De 1929 à 1933, ces conférences prennent différentes formes : critiques littéraires, conférences pour enfants, conférences pour adultes, radio pédagogique, saynètes, fictions radiophoniques… Comme Brecht à la même époque, Benjamin s’interroge sur les possibilités du nouveau médium et en déduit :

L’auditeur veut du divertissement. Et la radio n’avait rien à proposer : au sérieux et à la limite technique du didactique correspondaient la médiocrité et les manques de la partie « variété ». C’est là qu’il fallait s’impliquer8.

Les transcriptions de ces chroniques n’ont été rassemblées en tant qu’écrits de radio que récemment. Elles faisaient partie ce qu’on appelle les archives berlinoises de Benjamin retrouvées par la Gestapo à Paris en 1940, sauvées de la destruction à Berlin par l’Armée Rouge, ramenées par les soviétiques à Moscou et stockées dans le Sonderarchiv (archive spéciale), avant de revenir à Potsdam puis aux Archives de l’Académie des Arts de Berlin. Certaines chroniques, retrouvées en copie chez Gershom Scholem ou Theodor Adorno, avaient été incorporées dans les Œuvres Complètes. Une série de saynètes avait fait l’objet d’une publication spéciale. En 1985 étaient parus quelques textes dans le recueil « Aufklärung für Kinder » (« Les Lumières pour les enfants ») qui regroupait différents textes à caractère pédagogique diffusés à Francfort dans l’émission « Stunde der Jugend » sur le Südwestdeutscher Rundfunk ou à Berlin dans Jugendstunde de l’émetteur radiophonique Funkstunde.

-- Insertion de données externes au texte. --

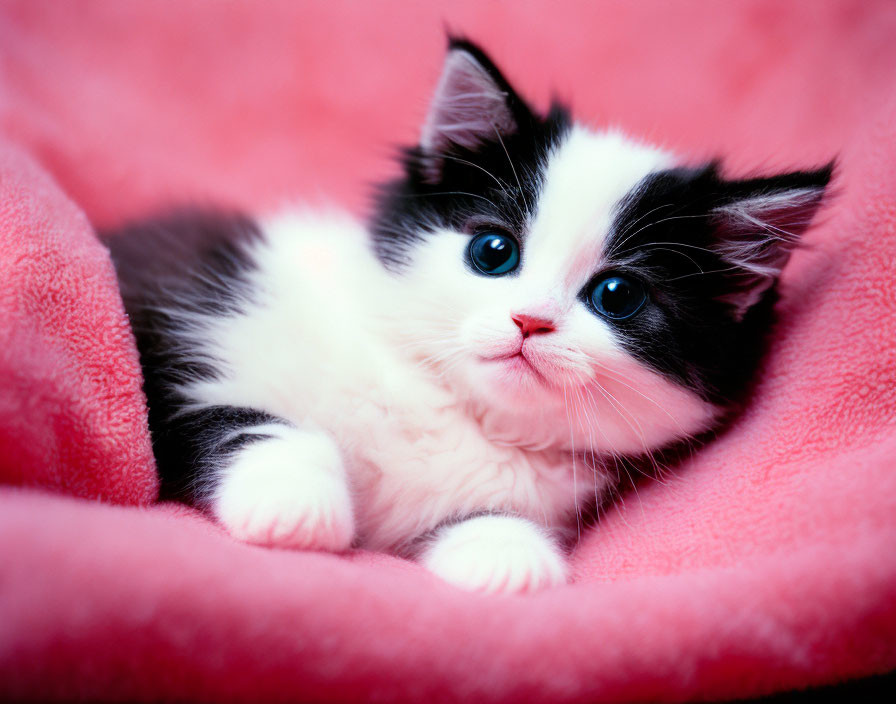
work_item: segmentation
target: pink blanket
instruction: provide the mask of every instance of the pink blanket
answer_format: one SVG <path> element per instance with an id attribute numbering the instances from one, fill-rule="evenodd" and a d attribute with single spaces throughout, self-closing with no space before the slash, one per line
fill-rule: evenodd
<path id="1" fill-rule="evenodd" d="M 88 225 L 359 209 L 416 136 L 443 21 L 541 104 L 732 170 L 840 155 L 747 412 L 528 598 L 154 504 Z M 893 36 L 888 0 L 0 3 L 0 699 L 683 701 L 896 668 Z"/>

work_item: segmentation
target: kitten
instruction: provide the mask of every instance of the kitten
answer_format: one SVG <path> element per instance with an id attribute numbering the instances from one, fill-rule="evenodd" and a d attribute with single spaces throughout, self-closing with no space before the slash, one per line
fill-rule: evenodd
<path id="1" fill-rule="evenodd" d="M 109 239 L 168 497 L 251 543 L 566 580 L 607 463 L 742 394 L 831 167 L 725 180 L 535 112 L 452 40 L 367 225 L 186 213 Z"/>

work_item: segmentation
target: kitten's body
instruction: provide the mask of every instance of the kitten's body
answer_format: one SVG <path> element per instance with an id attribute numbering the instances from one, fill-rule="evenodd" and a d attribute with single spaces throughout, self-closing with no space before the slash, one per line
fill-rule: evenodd
<path id="1" fill-rule="evenodd" d="M 605 463 L 711 427 L 749 378 L 759 304 L 829 171 L 676 169 L 537 117 L 464 42 L 406 170 L 370 230 L 202 215 L 112 240 L 165 485 L 252 542 L 557 583 Z M 509 275 L 471 264 L 483 231 L 518 243 Z M 648 291 L 625 319 L 594 308 L 614 272 Z"/>

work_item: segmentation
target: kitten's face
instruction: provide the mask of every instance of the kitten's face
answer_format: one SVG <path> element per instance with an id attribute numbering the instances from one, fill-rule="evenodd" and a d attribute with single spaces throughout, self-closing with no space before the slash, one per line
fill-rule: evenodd
<path id="1" fill-rule="evenodd" d="M 829 175 L 676 169 L 534 115 L 467 43 L 406 167 L 374 231 L 411 349 L 496 437 L 621 454 L 706 429 L 741 390 Z"/>

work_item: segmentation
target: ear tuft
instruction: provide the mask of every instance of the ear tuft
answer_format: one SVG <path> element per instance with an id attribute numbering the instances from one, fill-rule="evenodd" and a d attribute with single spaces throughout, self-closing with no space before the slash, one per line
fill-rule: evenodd
<path id="1" fill-rule="evenodd" d="M 741 319 L 772 288 L 824 198 L 833 163 L 817 171 L 722 182 L 726 202 L 712 210 L 714 249 L 733 268 L 723 298 Z"/>
<path id="2" fill-rule="evenodd" d="M 517 131 L 515 111 L 521 103 L 497 67 L 476 45 L 451 39 L 420 137 L 430 157 L 431 177 L 438 176 L 439 156 L 452 147 L 475 149 L 497 135 Z"/>

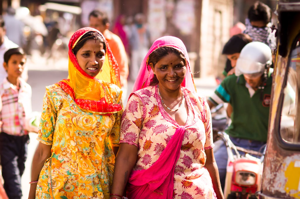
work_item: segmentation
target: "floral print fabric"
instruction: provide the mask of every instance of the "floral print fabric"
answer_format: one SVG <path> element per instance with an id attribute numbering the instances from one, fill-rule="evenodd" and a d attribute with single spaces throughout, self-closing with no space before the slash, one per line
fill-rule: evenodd
<path id="1" fill-rule="evenodd" d="M 102 82 L 117 100 L 117 86 Z M 121 104 L 122 105 L 122 104 Z M 46 87 L 38 140 L 52 145 L 36 198 L 109 198 L 121 114 L 83 112 L 57 84 Z"/>
<path id="2" fill-rule="evenodd" d="M 175 166 L 173 198 L 215 198 L 211 179 L 204 167 L 204 150 L 213 146 L 209 108 L 205 98 L 183 89 L 188 113 L 180 156 Z M 157 86 L 134 93 L 122 121 L 120 143 L 138 148 L 134 170 L 151 167 L 179 126 L 164 109 Z"/>

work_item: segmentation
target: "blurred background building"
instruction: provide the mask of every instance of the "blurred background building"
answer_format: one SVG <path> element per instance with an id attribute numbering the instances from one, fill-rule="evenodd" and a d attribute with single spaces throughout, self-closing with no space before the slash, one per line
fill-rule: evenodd
<path id="1" fill-rule="evenodd" d="M 221 56 L 221 52 L 230 38 L 230 30 L 238 22 L 244 23 L 248 9 L 255 1 L 2 0 L 0 13 L 5 14 L 6 8 L 10 6 L 15 8 L 26 7 L 31 15 L 41 17 L 46 27 L 53 20 L 58 22 L 60 33 L 67 37 L 78 29 L 88 25 L 88 14 L 95 8 L 108 13 L 111 28 L 120 15 L 126 16 L 128 20 L 126 24 L 130 26 L 136 14 L 142 13 L 146 17 L 151 42 L 164 35 L 180 38 L 189 52 L 194 76 L 218 77 L 221 75 L 225 66 L 225 57 Z M 277 1 L 261 1 L 275 11 Z M 274 18 L 276 19 L 275 15 Z"/>

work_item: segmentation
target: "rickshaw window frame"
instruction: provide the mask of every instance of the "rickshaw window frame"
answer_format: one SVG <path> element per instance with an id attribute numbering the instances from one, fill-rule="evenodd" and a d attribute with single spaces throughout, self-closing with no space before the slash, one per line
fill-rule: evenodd
<path id="1" fill-rule="evenodd" d="M 278 101 L 278 108 L 277 109 L 276 112 L 277 117 L 275 118 L 275 124 L 278 124 L 277 128 L 274 128 L 275 131 L 275 137 L 277 139 L 277 142 L 279 146 L 281 148 L 289 151 L 298 151 L 300 149 L 300 142 L 295 143 L 290 143 L 285 141 L 281 137 L 280 134 L 280 127 L 281 124 L 281 116 L 282 113 L 282 107 L 283 105 L 283 101 L 284 97 L 284 90 L 286 87 L 287 83 L 287 76 L 289 73 L 289 69 L 290 67 L 291 59 L 291 52 L 292 50 L 295 49 L 297 45 L 297 42 L 300 39 L 300 33 L 297 35 L 291 47 L 291 50 L 290 51 L 289 55 L 289 59 L 288 60 L 288 65 L 286 66 L 285 73 L 284 78 L 283 82 L 282 84 L 282 87 L 280 91 L 280 95 Z M 299 80 L 300 81 L 300 80 Z M 299 105 L 300 106 L 300 105 Z M 277 131 L 277 132 L 276 132 Z"/>

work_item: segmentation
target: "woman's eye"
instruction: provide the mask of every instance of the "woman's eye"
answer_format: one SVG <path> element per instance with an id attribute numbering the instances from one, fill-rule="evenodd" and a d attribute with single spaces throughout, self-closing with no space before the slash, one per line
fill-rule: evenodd
<path id="1" fill-rule="evenodd" d="M 183 66 L 183 65 L 177 65 L 177 66 L 176 66 L 176 68 L 181 68 L 183 67 L 184 66 Z"/>

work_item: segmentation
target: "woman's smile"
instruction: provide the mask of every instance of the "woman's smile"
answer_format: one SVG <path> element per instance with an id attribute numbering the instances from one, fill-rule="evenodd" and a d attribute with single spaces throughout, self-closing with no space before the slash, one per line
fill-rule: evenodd
<path id="1" fill-rule="evenodd" d="M 105 55 L 103 44 L 90 40 L 78 51 L 76 57 L 80 67 L 88 75 L 95 77 L 102 68 Z"/>
<path id="2" fill-rule="evenodd" d="M 185 62 L 183 59 L 171 53 L 160 59 L 155 66 L 152 63 L 150 64 L 155 72 L 161 89 L 170 91 L 180 89 L 187 72 Z"/>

Un ouvrage critique9 vient de rassembler ces chroniques en tant qu’écrits pour la radio, en mettant en lumière les textes mais aussi leur genèse, leur intertextualité ainsi que les aspects expérimentaux à visée pédagogique et émancipatrice qu’ils présentent. Un excellent travail préliminaire avait été réalisé en français en 2010 par Philippe Baudouin10, lui-même homme de radio, qui avait rassemblé différentes chroniques traduites en français par Philippe Ivernel ainsi que des textes d’anciens collaborateurs de Walter Benjamin à la radio, qui éclairent la démarche d’écriture. Le nouvel ordonnancement de ces textes a permis de les classer en textes pour adultes (chroniques littéraires, Hörmodelle) et textes pour enfants. Et dans cette classification on retrouve une sous-classification : Berlin, les Catastrophes, et Divers. C’est dans la sous-catégorie Divers qu’on retrouve le texte Neapel, qui a été diffusé le 9 mai 1931 à la radio de Francfort. Malgré l’identité du titre, il s’agit bien d’un nouveau texte qui s’inspire entre autres de l’article publié en 1925 mais avec des modifications importantes tant sur la forme que sur le contenu.

Intitulé Neapel, le texte final retrouvé porte très peu de corrections. Le texte dicté comporte très peu de ratures, uniquement quelques corrections orthographiques. Comme ces conférences étaient annoncées à l’avance dans le programme des émissions radio, nous connaissons, pour cette conférence, les lectures préliminaires que Walter Benjamin conseillait aux enfants (et aux adultes qui se cachent dans leurs rangs en pensant qu’il ne les voyait pas). Sont cités les guides de voyage suivants :

  • Aniello Grifeo, Neapel und seine Umgebung (1930)

  • Albert Ippel, Paul Scubring, Neapel (Berühmte Kunststätten) (1927)

  • Hippolyt Haas, Neapel, seine Umgebung und Sizilien (1904)

Le texte lui-même est construit en neuf paragraphes :

  • Le Vésuve, le trafic et les garçons dans le métro.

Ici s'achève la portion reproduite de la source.